# pelvichromis pulcher



## Tracy191 (Apr 1, 2009)

I have just started my Cichlid journey with a beautiful pair of pelvichromis pulcher. They were sold to me as "Kribs" and they were ready to spawn in the store! I brought them home, got them a suitable broken flower pot, and lady fish went right to work. The male then ate the beautifully placed eggs. What can you expect on such short notice, right? I fed them a varied diet, but they really like frozen brine shrimp. In 16 days mama was ready to go again. Eggs were placed in a different spot inside the pot, and I watched and waited, trying to disturb them as little as possible. In 4 or 5 days the eggs started to look raggedy, and then they were gone. I just assumed another failure of some sort. During the course of a routine water change, WOW!! look out!! there's a little school of fry down in the substrate, alternately protected by mom and dad!! Soon after discovery, mama started bringing them out in the open occasionally, like she's showing them to me. I love these fish. Never attributed a personality of such character to a fish! So now the little school of 8 sturdy fry are approx. 3/8" long and seem able to forage for food on their own. Here is the problem: Mama appears to be filling up with eggs again. Will the parents spawn again? and if so will they turn on their first offspring with new eggs/fry to attend to? Should I move the fry to another tank to grow? Are they big enough to be independent of parental guidance? Someone with experience please let me know what to do!


----------



## Crazy4Fish (Nov 22, 2008)

Congratulations! =D> :dancing: =D> :thumb:


----------



## jfly (Feb 17, 2009)

i am a new krib father  i love these lil guys more than ANY of my other fish.. i have about 30 fry right now.. half in breeder net.. half to run with momma and poppa.. i love em so much.. but from what i gather they breed like roaches.. love my pulvicachromis pulcher


----------



## MauiGups (Sep 2, 2008)

I hate you...kidding
I've been trying forever to get my kribs to spawn (6 months with nothing in a community tank). *** moved them to a new tank, and it looks like they're trying

Congrats though! I cant imagine how cool it must be to watch the fry and parents. I love my kribs way more then my other fish. Theyre so colorful and full of energy


----------



## tikva18 (Jul 27, 2007)

Hi! I got a pair of kribs a couple of weeks ago and now it appears that we have fry! I've seen 3 or 4 at once, but mostly they are staying hidden. I'm not even certain how old they are. Would you suggest baby brine shrimp or something else? Right now I don't have anything for them - although I understand that they'll eat the algae build up. 
I'm new to kribs and am very excited to have them!
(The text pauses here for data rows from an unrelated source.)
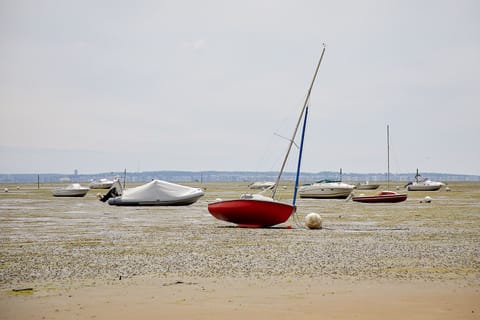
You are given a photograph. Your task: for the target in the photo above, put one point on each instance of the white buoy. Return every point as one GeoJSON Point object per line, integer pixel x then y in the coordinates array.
{"type": "Point", "coordinates": [313, 221]}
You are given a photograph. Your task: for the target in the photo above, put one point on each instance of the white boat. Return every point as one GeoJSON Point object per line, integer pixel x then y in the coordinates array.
{"type": "Point", "coordinates": [366, 186]}
{"type": "Point", "coordinates": [423, 184]}
{"type": "Point", "coordinates": [101, 184]}
{"type": "Point", "coordinates": [385, 196]}
{"type": "Point", "coordinates": [326, 189]}
{"type": "Point", "coordinates": [154, 193]}
{"type": "Point", "coordinates": [261, 185]}
{"type": "Point", "coordinates": [72, 190]}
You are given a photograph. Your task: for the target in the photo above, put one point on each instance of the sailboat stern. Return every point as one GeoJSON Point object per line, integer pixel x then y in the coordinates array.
{"type": "Point", "coordinates": [251, 213]}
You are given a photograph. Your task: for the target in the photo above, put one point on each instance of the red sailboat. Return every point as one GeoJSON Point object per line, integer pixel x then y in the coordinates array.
{"type": "Point", "coordinates": [384, 196]}
{"type": "Point", "coordinates": [256, 210]}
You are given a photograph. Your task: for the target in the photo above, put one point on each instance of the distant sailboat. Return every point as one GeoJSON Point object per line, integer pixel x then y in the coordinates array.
{"type": "Point", "coordinates": [384, 196]}
{"type": "Point", "coordinates": [423, 184]}
{"type": "Point", "coordinates": [256, 210]}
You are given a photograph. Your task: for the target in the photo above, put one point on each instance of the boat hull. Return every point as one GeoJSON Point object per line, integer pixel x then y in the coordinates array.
{"type": "Point", "coordinates": [326, 193]}
{"type": "Point", "coordinates": [70, 193]}
{"type": "Point", "coordinates": [251, 213]}
{"type": "Point", "coordinates": [117, 201]}
{"type": "Point", "coordinates": [367, 186]}
{"type": "Point", "coordinates": [390, 197]}
{"type": "Point", "coordinates": [423, 188]}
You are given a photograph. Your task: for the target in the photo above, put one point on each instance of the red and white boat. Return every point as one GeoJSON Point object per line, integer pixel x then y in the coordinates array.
{"type": "Point", "coordinates": [252, 211]}
{"type": "Point", "coordinates": [256, 210]}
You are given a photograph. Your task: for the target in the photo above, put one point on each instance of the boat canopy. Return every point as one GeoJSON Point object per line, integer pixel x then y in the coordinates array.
{"type": "Point", "coordinates": [158, 190]}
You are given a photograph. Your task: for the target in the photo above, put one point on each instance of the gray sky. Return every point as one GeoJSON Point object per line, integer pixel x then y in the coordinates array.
{"type": "Point", "coordinates": [100, 86]}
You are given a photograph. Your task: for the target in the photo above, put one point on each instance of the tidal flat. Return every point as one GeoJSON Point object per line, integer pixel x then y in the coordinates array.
{"type": "Point", "coordinates": [45, 240]}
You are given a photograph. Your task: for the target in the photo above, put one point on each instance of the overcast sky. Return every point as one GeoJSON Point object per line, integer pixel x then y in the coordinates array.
{"type": "Point", "coordinates": [101, 86]}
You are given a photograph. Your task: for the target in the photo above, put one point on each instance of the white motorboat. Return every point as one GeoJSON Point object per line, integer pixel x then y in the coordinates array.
{"type": "Point", "coordinates": [326, 189]}
{"type": "Point", "coordinates": [101, 184]}
{"type": "Point", "coordinates": [154, 193]}
{"type": "Point", "coordinates": [261, 185]}
{"type": "Point", "coordinates": [72, 190]}
{"type": "Point", "coordinates": [423, 184]}
{"type": "Point", "coordinates": [366, 186]}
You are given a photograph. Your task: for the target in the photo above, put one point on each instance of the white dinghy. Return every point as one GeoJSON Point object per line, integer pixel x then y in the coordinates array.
{"type": "Point", "coordinates": [154, 193]}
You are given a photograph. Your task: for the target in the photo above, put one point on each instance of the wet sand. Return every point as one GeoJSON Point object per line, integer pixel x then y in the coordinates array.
{"type": "Point", "coordinates": [84, 259]}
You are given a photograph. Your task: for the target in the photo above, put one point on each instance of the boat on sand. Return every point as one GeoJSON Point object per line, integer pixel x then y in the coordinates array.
{"type": "Point", "coordinates": [326, 189]}
{"type": "Point", "coordinates": [423, 184]}
{"type": "Point", "coordinates": [72, 190]}
{"type": "Point", "coordinates": [386, 195]}
{"type": "Point", "coordinates": [257, 210]}
{"type": "Point", "coordinates": [154, 193]}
(Previously had tanganyikans).


----------



## exasperatus2002 (Jul 5, 2003)

Kribs are a great beginner cichlid. They're packed with color and personality. I used to supply the local fish stores with fry until no one could get rid of them anymore. They breed like roaches. Keeping them in with other fish will help trim the #'s for you.


----------



## tikva18 (Jul 27, 2007)

For the past 15 years I've kept mbuna (2 years), tanganyikan (13/14ish years) , and 6 months of very frustrating experience with south american dwarves (I couldn't figure out what was going wrong - turned out there was a parasite picking off fish  ) - now that that is solved I'm starting back. When I saw the kribs in my lfs, I just thought they looked so great - i decided to go with them instead of the south american dwarfs...


----------